第11章 有栖と黒の軍②
その声に空気がピリッとしたのが分かる。
普段のシリウスさんはとても優しいが、花壇を荒らされて怒る様子を僕は画面越しに見ていた。この質問をすることは聞いていなかったが、チャツネではないとしたら、これを聞かなくても犯人は大体絞られるんじゃないか、と思いつつ、レイと握手を交わす。
「いいえ。
……よろしくな、有栖。」
『よろしく、レイ』
レイはきっと僕の魔力には気付いている。ゲームでレイが魔法を使えることは知っていたこともあり、握手をしながら少し目を合わせた時に、そう確信したのだ。

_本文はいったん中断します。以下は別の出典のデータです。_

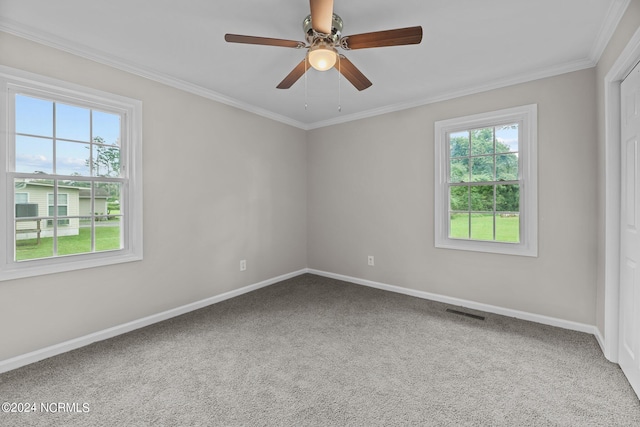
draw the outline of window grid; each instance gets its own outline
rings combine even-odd
[[[498,138],[496,136],[497,134],[497,129],[501,129],[501,128],[516,128],[516,129],[520,129],[521,128],[521,123],[510,123],[505,125],[498,125],[498,126],[491,126],[491,127],[483,127],[483,128],[475,128],[475,129],[465,129],[463,131],[456,131],[456,132],[447,132],[447,145],[450,147],[449,150],[449,160],[448,160],[448,166],[449,166],[449,172],[448,172],[448,177],[449,177],[449,182],[448,182],[448,194],[449,194],[449,218],[450,220],[448,221],[448,236],[449,238],[452,239],[474,239],[474,224],[473,224],[473,220],[474,220],[474,215],[476,215],[476,217],[478,216],[491,216],[491,235],[490,238],[479,238],[477,240],[488,240],[488,241],[502,241],[504,243],[518,243],[520,241],[520,227],[518,227],[518,236],[515,239],[510,239],[511,241],[508,240],[504,240],[504,239],[499,239],[499,236],[497,236],[497,216],[501,215],[508,215],[508,216],[519,216],[520,214],[520,210],[500,210],[498,209],[497,206],[497,193],[498,193],[498,186],[518,186],[521,184],[521,180],[520,179],[503,179],[503,178],[498,178],[499,175],[499,171],[498,171],[498,164],[499,162],[499,158],[505,158],[506,156],[512,156],[512,157],[518,157],[518,151],[517,150],[512,150],[510,146],[506,146],[506,145],[500,145],[498,144]],[[489,148],[485,147],[481,147],[478,141],[474,142],[474,135],[480,134],[482,132],[486,132],[487,130],[491,131],[491,146]],[[462,155],[456,155],[459,153],[455,153],[454,149],[453,149],[453,141],[452,141],[452,135],[459,135],[459,134],[466,134],[466,142],[467,142],[467,150],[463,150],[466,151],[462,153]],[[458,136],[456,137],[456,139],[460,140],[461,137]],[[516,140],[517,141],[520,140],[519,137],[519,132],[518,132],[518,137]],[[478,146],[478,148],[476,148],[476,145]],[[462,164],[466,164],[467,165],[467,170],[468,170],[468,174],[466,176],[466,179],[464,177],[461,177],[460,180],[456,180],[453,179],[453,172],[452,172],[452,164],[454,162],[457,162],[458,164],[460,164],[460,162],[462,162]],[[491,165],[491,175],[489,177],[480,177],[478,178],[476,173],[474,173],[475,171],[475,164],[478,163],[480,165],[482,165],[483,163],[489,163]],[[518,162],[519,163],[519,162]],[[518,171],[520,170],[520,167],[518,166]],[[482,179],[484,178],[484,179]],[[489,179],[486,179],[489,178]],[[519,178],[516,177],[516,178]],[[453,194],[453,188],[458,187],[458,188],[465,188],[467,191],[467,209],[454,209],[452,207],[452,201],[451,201],[451,196]],[[474,209],[473,206],[473,201],[472,201],[472,196],[473,196],[473,187],[476,188],[483,188],[483,187],[491,187],[491,209]],[[483,206],[486,207],[486,206]],[[451,218],[454,217],[454,215],[458,215],[458,216],[462,216],[462,215],[466,215],[467,216],[467,230],[466,230],[466,235],[461,235],[460,232],[457,232],[457,235],[454,235],[452,233],[452,220]]]
[[[104,139],[102,139],[100,136],[98,135],[94,135],[94,123],[93,123],[93,118],[94,118],[94,112],[98,111],[90,106],[86,106],[86,105],[75,105],[73,103],[69,103],[69,102],[58,102],[56,101],[54,98],[50,98],[50,97],[46,97],[46,96],[39,96],[39,95],[34,95],[33,93],[29,92],[29,91],[16,91],[14,94],[14,103],[17,103],[18,97],[23,97],[24,99],[33,99],[33,100],[40,100],[40,101],[45,101],[45,102],[51,102],[51,136],[48,135],[42,135],[42,134],[38,134],[38,133],[31,133],[31,132],[15,132],[15,139],[14,139],[14,146],[17,146],[18,144],[18,139],[19,137],[29,137],[29,138],[39,138],[41,140],[44,141],[50,141],[51,146],[52,146],[52,159],[51,159],[51,170],[52,170],[52,174],[44,174],[41,175],[40,173],[38,173],[37,171],[34,171],[33,173],[30,172],[17,172],[16,171],[16,165],[17,165],[17,158],[16,161],[14,163],[12,163],[10,165],[10,171],[13,172],[9,172],[9,176],[10,178],[13,178],[14,182],[25,182],[25,183],[29,183],[31,181],[34,180],[41,180],[43,178],[43,176],[46,177],[47,181],[52,182],[52,187],[53,187],[53,193],[51,194],[51,200],[53,201],[52,204],[50,204],[49,201],[49,196],[48,200],[47,200],[47,216],[39,216],[37,218],[34,218],[35,220],[46,220],[46,224],[49,227],[52,227],[52,237],[53,237],[53,241],[52,241],[52,254],[51,257],[58,257],[61,254],[59,254],[58,252],[58,244],[59,244],[59,237],[60,236],[60,232],[58,227],[59,226],[69,226],[69,220],[70,219],[76,219],[79,223],[80,218],[79,217],[70,217],[69,216],[69,205],[68,205],[68,197],[69,195],[66,194],[67,197],[67,204],[62,204],[60,201],[60,196],[62,196],[63,194],[59,194],[59,188],[61,185],[63,185],[65,183],[65,181],[69,181],[69,180],[73,180],[74,182],[78,183],[78,185],[82,185],[82,188],[85,188],[85,186],[88,186],[88,188],[90,188],[90,213],[91,215],[89,216],[89,228],[90,228],[90,235],[89,235],[89,239],[90,239],[90,249],[89,249],[89,253],[93,253],[96,252],[96,227],[95,227],[95,221],[96,221],[96,216],[95,216],[95,186],[97,184],[97,181],[100,181],[101,183],[117,183],[120,185],[120,187],[123,186],[123,184],[126,182],[126,178],[123,177],[123,169],[120,167],[121,165],[118,164],[119,168],[117,170],[117,176],[112,177],[112,176],[104,176],[100,174],[100,168],[99,168],[99,164],[98,162],[96,162],[95,159],[95,153],[96,152],[100,152],[100,149],[105,149],[105,150],[110,150],[110,149],[116,149],[118,152],[118,158],[120,158],[120,146],[116,145],[116,144],[105,144],[102,143],[104,142]],[[59,105],[66,105],[66,106],[70,106],[72,108],[77,108],[77,109],[85,109],[88,111],[88,129],[89,129],[89,137],[88,140],[82,140],[82,139],[75,139],[75,138],[59,138],[58,137],[58,120],[57,120],[57,113],[58,113],[58,106]],[[14,111],[17,110],[17,106],[14,108]],[[110,114],[114,114],[114,113],[110,113]],[[119,126],[122,125],[122,123],[124,122],[124,119],[126,118],[126,116],[124,116],[124,114],[122,114],[122,117],[120,118],[120,122],[119,122]],[[18,114],[15,114],[15,120],[19,120],[20,117],[18,117]],[[118,136],[118,141],[122,141],[122,128],[120,128],[119,132],[118,132],[119,136]],[[88,153],[88,158],[87,158],[87,164],[89,167],[89,174],[88,175],[65,175],[65,174],[58,174],[57,172],[59,171],[59,162],[58,162],[58,145],[60,142],[69,142],[69,143],[73,143],[73,144],[82,144],[82,145],[86,145],[89,148],[89,153]],[[100,147],[98,149],[96,149],[95,147]],[[113,171],[109,171],[110,175],[111,172]],[[79,187],[80,188],[80,187]],[[80,190],[78,190],[80,191]],[[61,208],[64,209],[64,212],[61,211]],[[59,219],[59,217],[63,217],[63,219]],[[122,223],[123,222],[123,215],[117,215],[114,216],[117,217],[118,220]],[[21,222],[21,220],[18,220],[17,218],[15,218],[15,228],[18,228],[18,223]],[[123,235],[122,235],[122,227],[120,227],[120,244],[118,247],[114,247],[113,250],[121,250],[123,249]],[[17,236],[15,237],[15,239],[17,239]],[[16,240],[16,244],[14,245],[15,248],[15,253],[14,253],[14,261],[17,262],[21,262],[21,261],[31,261],[30,258],[26,258],[23,260],[18,259],[17,256],[17,250],[18,250],[18,246],[17,246],[18,242]],[[84,252],[83,252],[84,253]],[[45,258],[48,258],[45,257]]]

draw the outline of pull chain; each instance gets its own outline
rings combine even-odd
[[[304,57],[304,109],[307,109],[307,55]]]
[[[340,87],[340,82],[342,81],[342,79],[340,78],[340,76],[342,75],[342,68],[341,68],[341,61],[340,61],[340,55],[338,55],[338,112],[341,113],[342,112],[342,90]]]

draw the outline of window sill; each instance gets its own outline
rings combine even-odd
[[[0,281],[63,273],[86,268],[103,267],[126,262],[141,261],[142,255],[117,251],[113,253],[91,253],[68,255],[57,258],[29,260],[5,265],[0,268]]]
[[[483,242],[478,240],[444,239],[435,244],[437,249],[453,249],[459,251],[487,252],[502,255],[537,257],[538,248],[522,243]]]

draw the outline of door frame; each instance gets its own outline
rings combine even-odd
[[[640,29],[604,78],[605,102],[605,224],[604,224],[604,356],[618,363],[620,316],[620,84],[640,60]]]

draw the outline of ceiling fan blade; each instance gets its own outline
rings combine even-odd
[[[358,90],[365,90],[373,84],[344,55],[340,55],[340,62],[335,67]]]
[[[318,33],[331,34],[333,0],[309,0],[311,27]]]
[[[276,87],[278,89],[289,89],[295,82],[298,81],[300,77],[304,75],[304,73],[307,72],[309,68],[311,68],[309,61],[307,61],[306,58],[303,59],[302,62],[296,65],[296,67],[289,73],[289,75],[285,77],[284,80],[282,80]]]
[[[342,46],[346,49],[366,49],[370,47],[402,46],[419,44],[422,41],[422,27],[398,28],[395,30],[375,31],[342,37]]]
[[[265,45],[265,46],[293,47],[298,49],[306,47],[306,45],[303,42],[297,42],[295,40],[272,39],[269,37],[243,36],[240,34],[225,34],[224,39],[229,43],[259,44],[259,45]]]

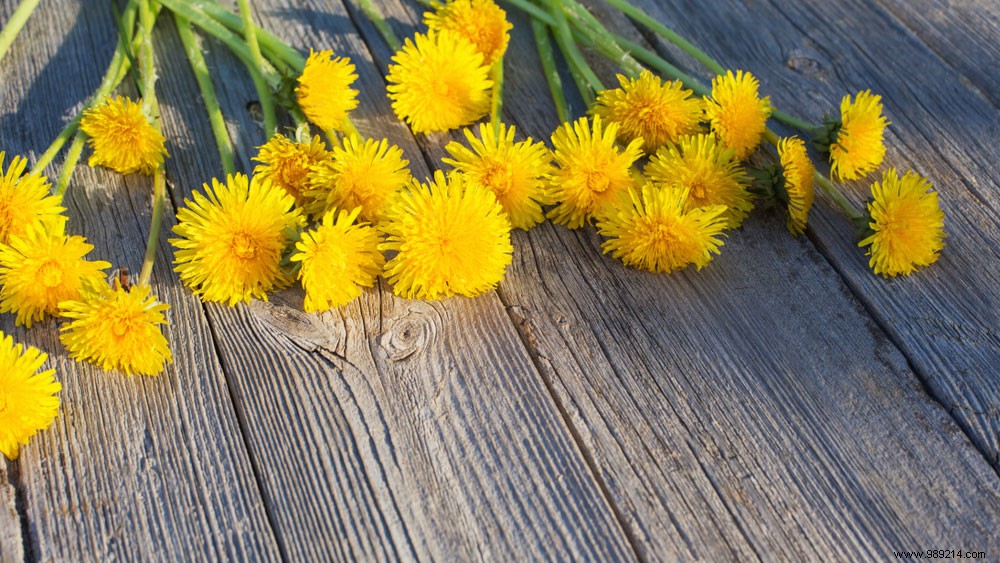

その後、ルカ、セスさん…と階級順に短い言葉を交わしながら握手をした。
最後の挨拶が終わり、フェンリルが席についたのを確認して、僕はシリウスさんに耳打ちをする。
彼はその言葉を聞いて満足気に微笑み、告げた。
「…フェンリル、後で俺の部屋に来い」
目を見開いた"犯人"は、勢い良く立ち上がる。
「なんでっ…!?ってか、あれはっ…しょうがなかったんだよ…っ…!」
「……犯人が分かったところで、ここからが本題だ。
有栖、話せるか」
フェンリルの言葉に応えることはせず、シリウスさんは僕に話をするように促した。
『…はい。大丈夫です』
微かに震える手を握りしめ、静かに息を吐いてから僕は慎重に言葉を紡ぐ。
『僕は、能力持ちの人間です。
この…この手の平で相手の素肌を触るか、目を3秒以上合わせるとその相手の心を読むことができます。…そして、その両方をすると、僕の心の声を相手に聞かせることができるんです。』
言い終えると、今日1日で既に何度か経験した固い空気を感じ、僕は熱くなりかけたものを抑えるように下を向いた。